## Latent Dirichlet Allocation
16 March 2017
## Outline
1. Introducing the LDA model
2. Deriving collapsed gibbs sampler
3. Results
4. Discussion
## LDA Model and Motivation
1. Introduced by David Blei, Andrew Ng, Michael Jordan in 2002
2. Topic modeling, usually with text documents
3. Useful to get a sense for which things "occur together"
## LDA Model
Consider each "document" as an unordered dictionary mapping each word to
the number of times it occured in that document.
1. Each "topic" is distribution over all possible words.
2. A document is then represented as a distribution over topics.
3. We can optionally learn the marginal distribution of topics.
## LDA Generative Model
1. Pick a distribution over topics.
2. For each word, randomly select a topic according to that distribution.
3. Then randomly select a word according to the topic distribution over words.
## Statistical Model
- $t_d$ is the distribution over topics in document d.
- $w_t$ is the distribution over words for topic t.
- $z_i$ is the latent topic from which word i is drawn.
- $y_i$ is word i.
$$ t_d \sim Dirichlet(\bf{\theta_2})$$
$$ w_t \sim Dirichlet(\bf{\theta_1})$$
$$ z_i \sim Categorical(t_d)$$
$$ y_i \sim Categorical(w_z)$$
## Gibbs sampling
- The likelihood is then given by:
$$ \prod_d p(t_d) \prod_t p(w_t) \prod_i p(z_i | t_d) p(y_i | w_t, z_i) $$
## Collapsed Gibbs Sampling
- We only care about $z_i$.
- $t_d$ and $w_t$ can be recovered from all the $z_i$s.
- i.e.
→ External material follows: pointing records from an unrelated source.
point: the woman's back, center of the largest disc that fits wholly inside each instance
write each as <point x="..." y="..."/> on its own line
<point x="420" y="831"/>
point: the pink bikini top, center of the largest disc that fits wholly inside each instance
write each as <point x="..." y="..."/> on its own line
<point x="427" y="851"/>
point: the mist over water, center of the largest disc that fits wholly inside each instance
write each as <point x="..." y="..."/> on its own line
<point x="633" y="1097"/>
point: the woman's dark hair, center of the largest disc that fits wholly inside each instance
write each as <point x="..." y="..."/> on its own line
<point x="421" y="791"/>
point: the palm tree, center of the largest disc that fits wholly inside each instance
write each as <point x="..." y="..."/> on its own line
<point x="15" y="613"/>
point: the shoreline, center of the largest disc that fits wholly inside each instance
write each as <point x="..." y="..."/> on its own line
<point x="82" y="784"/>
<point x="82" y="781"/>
If you know all the latent states, you know the overall proportion
of states.
- We can therefore marginalize out $t_d$ and $w_d$.
## Collapsed Gibbs Sampling
- This considerably simplifies sampling
- We start with random topic allocations
- Then update each topic based on those allocations.
- Finally, we sample the allocations based on those updated distributions.
- Repeat.
## Code
Let's look at the
[reproducible analysis](https://github.com/bayes1/neuralnetwork-project/blob/master/LDA.ipynb)
## Results
Example topics (named by hand)
|Family|War|RomCom|
|---|---|---|
|love|war|love|
|life|men|comedy|
|story|world|characters|
|woman|american|romantic|
|wife|battle|together|
|husband|country|humor|
|man|government|women|
## Discussion
- Works better on some data sets than others
- Tried first on inaugruation addresses, but they're all about the same thing
- Works in other contexts as well, especially data that fits the 'bag of
words' model (i.e. order is not important)
- Example: finding "topics" of car models in different areas in U.S.
## Discussion: Extensions
- Put a dirichlet process prior on the number of topics
- Incorporate a notion of ordering with an HMM